Parce que c'est une autre aventure, une aventure plus périlleuse. Et au-delà de la difficulté, il y a la victoire, donc je me sens beaucoup plus victorieuse d'écrire dans cette langue où il y a des contraintes, où je lutte pour trouver les mots justes. Je me relis, corrige vingt fois mes écrits… et je crois que c'est grâce à la langue française que j'ai trouvé mon style, rapide, économique…

Et puissant! C'est vrai qu'en vous lisant, on découvre une écriture pleine de maturité; pour votre âge, c'est une maturité d'écriture incroyable. À vous lire, on croirait que vous avez déjà beaucoup vécu…

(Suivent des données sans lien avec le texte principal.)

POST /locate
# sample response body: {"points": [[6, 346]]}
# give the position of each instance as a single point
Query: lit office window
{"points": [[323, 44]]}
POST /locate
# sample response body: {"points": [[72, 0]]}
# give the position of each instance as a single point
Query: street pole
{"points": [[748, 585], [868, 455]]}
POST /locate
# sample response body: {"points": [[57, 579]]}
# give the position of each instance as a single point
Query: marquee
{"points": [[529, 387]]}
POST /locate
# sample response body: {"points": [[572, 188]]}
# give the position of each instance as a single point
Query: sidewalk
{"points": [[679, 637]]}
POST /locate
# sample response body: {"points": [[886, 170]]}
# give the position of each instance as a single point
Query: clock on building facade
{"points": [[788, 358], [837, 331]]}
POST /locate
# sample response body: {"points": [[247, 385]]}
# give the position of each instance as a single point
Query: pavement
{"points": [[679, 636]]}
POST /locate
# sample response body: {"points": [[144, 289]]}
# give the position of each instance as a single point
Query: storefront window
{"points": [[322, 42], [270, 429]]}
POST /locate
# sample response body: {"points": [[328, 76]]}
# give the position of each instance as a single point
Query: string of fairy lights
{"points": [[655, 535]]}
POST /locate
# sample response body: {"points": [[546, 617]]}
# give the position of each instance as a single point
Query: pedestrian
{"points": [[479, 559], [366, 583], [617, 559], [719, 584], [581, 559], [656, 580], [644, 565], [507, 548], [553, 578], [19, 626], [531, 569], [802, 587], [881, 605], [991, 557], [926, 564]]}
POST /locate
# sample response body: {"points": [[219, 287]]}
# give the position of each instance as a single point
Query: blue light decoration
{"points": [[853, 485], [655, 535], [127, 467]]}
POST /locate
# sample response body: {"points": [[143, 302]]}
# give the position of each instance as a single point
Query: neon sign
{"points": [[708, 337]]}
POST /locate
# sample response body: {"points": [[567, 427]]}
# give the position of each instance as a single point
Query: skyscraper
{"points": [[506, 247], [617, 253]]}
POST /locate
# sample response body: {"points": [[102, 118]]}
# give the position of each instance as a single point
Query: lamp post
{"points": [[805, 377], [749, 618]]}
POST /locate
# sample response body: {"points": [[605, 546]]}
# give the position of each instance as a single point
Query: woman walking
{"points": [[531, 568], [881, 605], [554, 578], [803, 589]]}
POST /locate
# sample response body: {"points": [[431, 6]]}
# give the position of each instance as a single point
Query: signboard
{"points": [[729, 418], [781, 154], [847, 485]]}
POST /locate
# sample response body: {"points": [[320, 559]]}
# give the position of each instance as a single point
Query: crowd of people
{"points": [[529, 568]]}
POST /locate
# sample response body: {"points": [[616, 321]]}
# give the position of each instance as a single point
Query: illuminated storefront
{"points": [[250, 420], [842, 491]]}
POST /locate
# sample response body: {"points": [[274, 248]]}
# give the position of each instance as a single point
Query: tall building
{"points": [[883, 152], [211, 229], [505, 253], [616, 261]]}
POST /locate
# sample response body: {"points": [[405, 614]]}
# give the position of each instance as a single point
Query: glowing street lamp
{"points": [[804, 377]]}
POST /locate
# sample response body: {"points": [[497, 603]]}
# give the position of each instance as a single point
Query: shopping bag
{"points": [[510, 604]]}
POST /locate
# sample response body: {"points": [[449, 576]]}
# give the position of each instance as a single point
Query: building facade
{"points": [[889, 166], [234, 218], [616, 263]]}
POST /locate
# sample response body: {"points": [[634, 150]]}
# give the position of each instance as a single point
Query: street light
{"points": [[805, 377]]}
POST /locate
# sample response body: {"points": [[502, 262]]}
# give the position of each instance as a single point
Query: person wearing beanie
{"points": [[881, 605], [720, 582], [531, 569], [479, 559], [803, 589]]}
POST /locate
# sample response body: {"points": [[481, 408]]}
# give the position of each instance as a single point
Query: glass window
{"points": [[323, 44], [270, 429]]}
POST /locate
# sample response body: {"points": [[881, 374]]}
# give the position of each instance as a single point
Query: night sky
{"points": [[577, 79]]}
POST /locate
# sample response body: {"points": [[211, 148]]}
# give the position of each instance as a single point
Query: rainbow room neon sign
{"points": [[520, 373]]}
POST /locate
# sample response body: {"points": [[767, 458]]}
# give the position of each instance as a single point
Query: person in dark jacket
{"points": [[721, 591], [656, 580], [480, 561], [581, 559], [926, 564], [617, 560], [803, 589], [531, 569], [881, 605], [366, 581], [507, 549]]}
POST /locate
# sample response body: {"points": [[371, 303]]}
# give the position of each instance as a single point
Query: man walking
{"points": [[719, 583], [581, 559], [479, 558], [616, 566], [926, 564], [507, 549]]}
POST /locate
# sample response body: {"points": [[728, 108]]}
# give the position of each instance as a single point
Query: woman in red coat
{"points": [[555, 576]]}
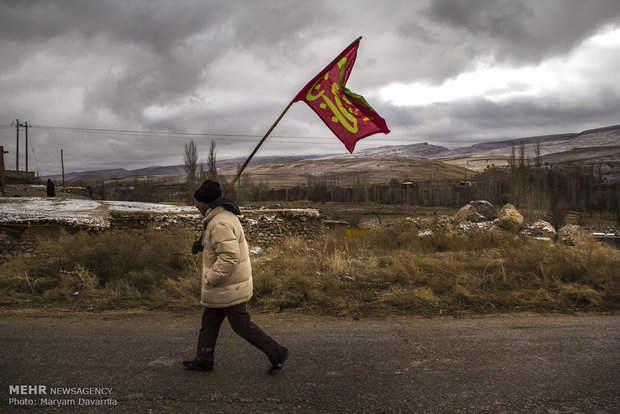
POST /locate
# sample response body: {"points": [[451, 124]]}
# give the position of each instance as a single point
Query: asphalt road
{"points": [[517, 363]]}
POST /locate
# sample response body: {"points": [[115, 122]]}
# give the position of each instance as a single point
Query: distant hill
{"points": [[595, 145]]}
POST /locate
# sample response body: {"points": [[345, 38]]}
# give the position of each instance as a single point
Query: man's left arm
{"points": [[227, 251]]}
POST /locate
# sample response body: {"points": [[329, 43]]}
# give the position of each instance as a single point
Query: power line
{"points": [[179, 135]]}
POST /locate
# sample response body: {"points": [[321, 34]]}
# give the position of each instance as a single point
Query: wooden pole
{"points": [[245, 164], [62, 162], [2, 182], [17, 146], [26, 126]]}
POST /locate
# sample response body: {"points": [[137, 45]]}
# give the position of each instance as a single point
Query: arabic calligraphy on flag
{"points": [[346, 113]]}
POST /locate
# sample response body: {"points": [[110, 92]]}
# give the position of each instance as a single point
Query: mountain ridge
{"points": [[555, 147]]}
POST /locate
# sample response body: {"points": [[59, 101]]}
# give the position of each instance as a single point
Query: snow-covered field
{"points": [[77, 212]]}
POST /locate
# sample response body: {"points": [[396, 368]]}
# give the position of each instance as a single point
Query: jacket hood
{"points": [[227, 204]]}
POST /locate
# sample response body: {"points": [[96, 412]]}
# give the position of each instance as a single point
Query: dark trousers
{"points": [[240, 322]]}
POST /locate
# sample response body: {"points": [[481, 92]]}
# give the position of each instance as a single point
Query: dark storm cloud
{"points": [[523, 32], [230, 67]]}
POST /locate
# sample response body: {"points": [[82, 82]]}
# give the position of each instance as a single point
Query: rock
{"points": [[572, 235], [510, 219], [476, 212], [485, 209], [541, 230]]}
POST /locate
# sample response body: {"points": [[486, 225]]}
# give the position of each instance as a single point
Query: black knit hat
{"points": [[208, 192]]}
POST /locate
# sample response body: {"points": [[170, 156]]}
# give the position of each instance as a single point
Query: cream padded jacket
{"points": [[226, 268]]}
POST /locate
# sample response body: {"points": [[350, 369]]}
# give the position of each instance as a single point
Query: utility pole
{"points": [[26, 126], [17, 126], [62, 162], [2, 179], [16, 123]]}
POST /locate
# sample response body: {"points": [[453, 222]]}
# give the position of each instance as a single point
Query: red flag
{"points": [[346, 113]]}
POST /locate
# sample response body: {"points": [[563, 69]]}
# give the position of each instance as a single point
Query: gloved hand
{"points": [[197, 247]]}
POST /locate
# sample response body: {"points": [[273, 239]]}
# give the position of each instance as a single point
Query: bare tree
{"points": [[191, 161], [212, 167]]}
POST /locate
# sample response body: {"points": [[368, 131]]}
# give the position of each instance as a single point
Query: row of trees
{"points": [[536, 190]]}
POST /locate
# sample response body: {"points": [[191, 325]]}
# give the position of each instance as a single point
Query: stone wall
{"points": [[263, 228]]}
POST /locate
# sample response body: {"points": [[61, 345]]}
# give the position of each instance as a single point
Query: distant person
{"points": [[51, 188], [226, 281]]}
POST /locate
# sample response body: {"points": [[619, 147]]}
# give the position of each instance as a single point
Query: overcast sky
{"points": [[446, 72]]}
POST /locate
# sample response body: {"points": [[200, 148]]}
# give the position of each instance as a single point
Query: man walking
{"points": [[226, 281]]}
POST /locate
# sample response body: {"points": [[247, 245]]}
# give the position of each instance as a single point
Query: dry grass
{"points": [[392, 270], [386, 270]]}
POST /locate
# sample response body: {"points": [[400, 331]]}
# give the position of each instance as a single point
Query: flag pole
{"points": [[245, 164]]}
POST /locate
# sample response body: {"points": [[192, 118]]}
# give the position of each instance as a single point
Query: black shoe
{"points": [[196, 366], [275, 368]]}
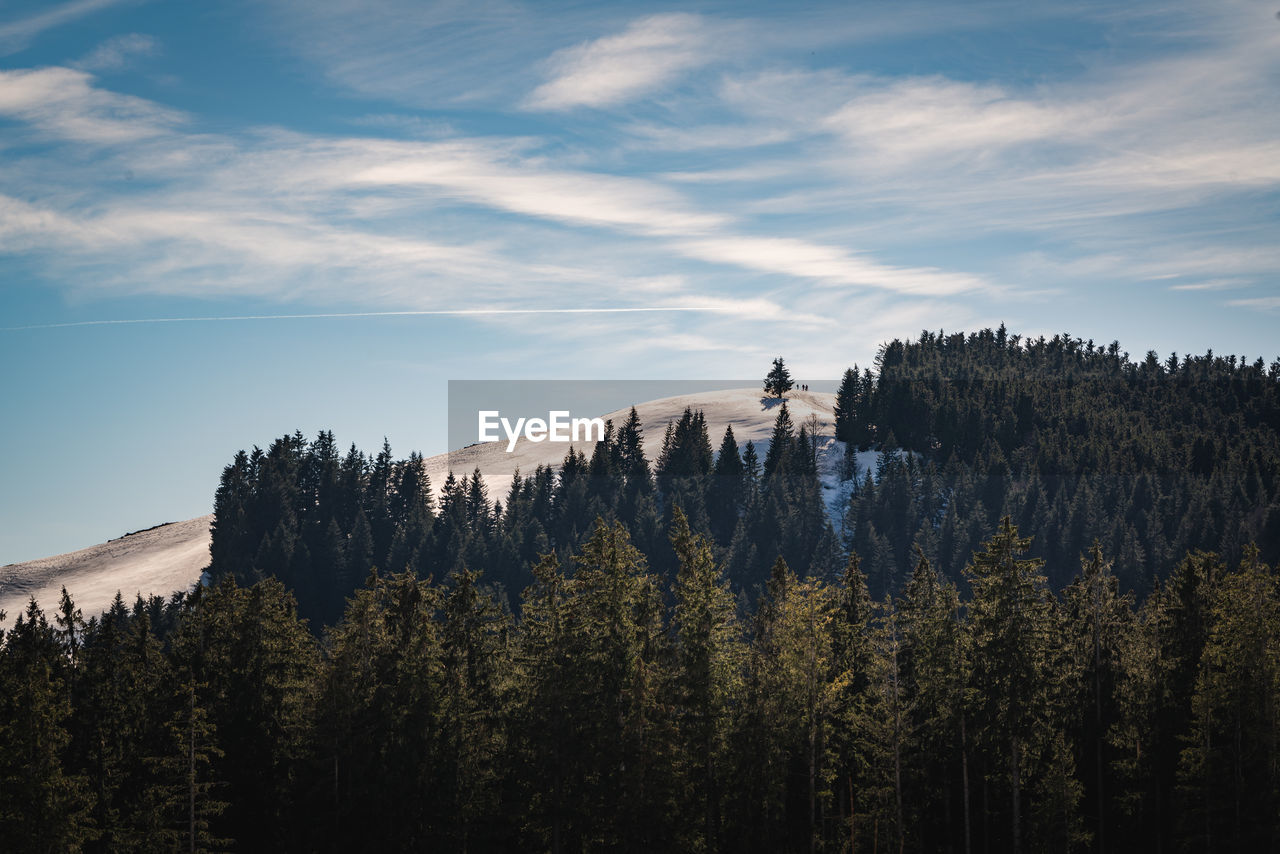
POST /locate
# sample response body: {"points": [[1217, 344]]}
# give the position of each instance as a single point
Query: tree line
{"points": [[1047, 620], [621, 712]]}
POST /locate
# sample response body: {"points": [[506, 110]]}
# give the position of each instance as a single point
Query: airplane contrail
{"points": [[360, 314]]}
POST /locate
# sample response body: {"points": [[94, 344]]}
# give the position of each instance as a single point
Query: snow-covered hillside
{"points": [[172, 557], [160, 560], [750, 414]]}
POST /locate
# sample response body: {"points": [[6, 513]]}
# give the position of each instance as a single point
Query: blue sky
{"points": [[805, 179]]}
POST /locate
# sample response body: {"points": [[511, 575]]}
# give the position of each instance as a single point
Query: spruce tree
{"points": [[777, 382]]}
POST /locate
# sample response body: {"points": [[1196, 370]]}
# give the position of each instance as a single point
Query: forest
{"points": [[1048, 620]]}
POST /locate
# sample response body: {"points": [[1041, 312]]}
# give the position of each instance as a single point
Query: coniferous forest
{"points": [[1048, 620]]}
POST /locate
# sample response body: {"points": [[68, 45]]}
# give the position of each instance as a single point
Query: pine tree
{"points": [[1013, 621], [778, 379], [708, 658]]}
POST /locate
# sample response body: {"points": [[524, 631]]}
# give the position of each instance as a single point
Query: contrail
{"points": [[361, 314]]}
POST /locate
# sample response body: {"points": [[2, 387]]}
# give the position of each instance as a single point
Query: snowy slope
{"points": [[750, 415], [172, 557], [160, 560]]}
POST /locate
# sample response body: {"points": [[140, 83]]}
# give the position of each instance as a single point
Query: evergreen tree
{"points": [[777, 382]]}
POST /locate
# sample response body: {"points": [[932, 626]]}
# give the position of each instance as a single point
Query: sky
{"points": [[220, 223]]}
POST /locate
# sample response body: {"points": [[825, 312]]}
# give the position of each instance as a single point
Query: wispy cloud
{"points": [[64, 104], [118, 51], [1212, 284], [1261, 304], [648, 54], [16, 35]]}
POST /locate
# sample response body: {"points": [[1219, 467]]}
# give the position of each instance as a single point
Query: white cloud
{"points": [[1212, 284], [830, 264], [16, 35], [118, 51], [647, 55], [64, 104], [1260, 304]]}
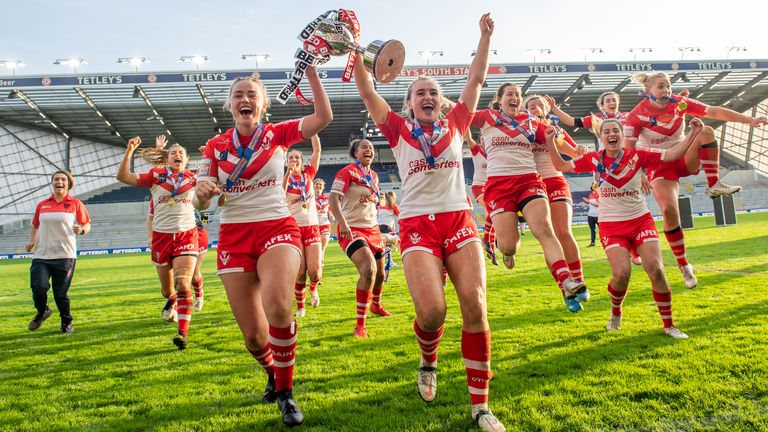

Mais j'ai beaucoup vécu… des choses très dures. J'ai connu deux vies; je suis morte une fois en 1989 sur la place Tian'anmen et je suis née de nouveau en arrivant à Paris. Ce sont des expériences très douloureuses, mais qui donnent très tôt une maturité.

Je pense qu'un être a trois âges: il y a l'âge de l'âme ou l'âge astral, et c'est là qu'il y a une vraie initiation. Ensuite, il y a l'âge mental, l'âge quotidien, comment on a envie de se comporter, de s'habiller par exemple. Moi, je m'habille comme une jeune fille, je me sens, comme je l'ai déjà dit, plus "fille" que "femme"; ça c'est l'âge mental. Et enfin, il y a l'âge physique qui dépend de l'âge mental, c'est-à-dire que vous paraissez l'âge que vous avez en tête. Donc, on peut être très mûr, avoir beaucoup vécu et avoir un esprit très jeune…

Avez-vous toujours eu l'envie d'écrire?

Toujours! J'ai commencé à écrire à sept ans et j'ai été publiée pour la première fois, en Chine, à onze ans. Mais le français fut ma vraie rencontre.

Vous étiez dans les trois finalistes pour le prix du roman de l'Académie française. Quel effet cela fait-il? Vous avez été déçue? Il reste encore le prix Goncourt des Lycéens, le prix Interallié: cela vous ferait-il plaisir?

Ce fut très intéressant de participer au prix du roman de l'Académie française, parce que c'est là que j'ai rencontré de la vraie adversité. Pendant les derniers jours, ce sont des moments de grande tension. Bien sûr, j'ai espéré, comme tout le monde. Vous savez, même si vous êtes très détachée des choses, si vous avez une vraie philosophie, quand on vous projette dans ce monde-là, quand on vous faire miroiter une victoire, forcément, vous êtes attirée, vous êtes hantée même par ça. Ce fut une expérience incroyable, parce que chez moi il y avait à la fois de l'espoir et ce combat intérieur pour m'en détacher. Donc, quand j'ai appris que je n'avais pas ce prix, je n'ai pas été déçue, j'ai été ravie d'avoir traversé cette épreuve et que mon livre ait existé au sein de l'Académie, ait été lu et aimé.

Je serais restée des heures à parler avec cette jeune fille si passionnante, dont la force et la richesse intérieures m'ont éblouie. De temps en temps, dans la vie, vous croisez des personnes qui vous marquent, sans savoir réellement pourquoi. Shan Sa est une de ces personnes; elle n'a traversé ma vie qu'une demi-heure, mais je m'en souviendrai longtemps.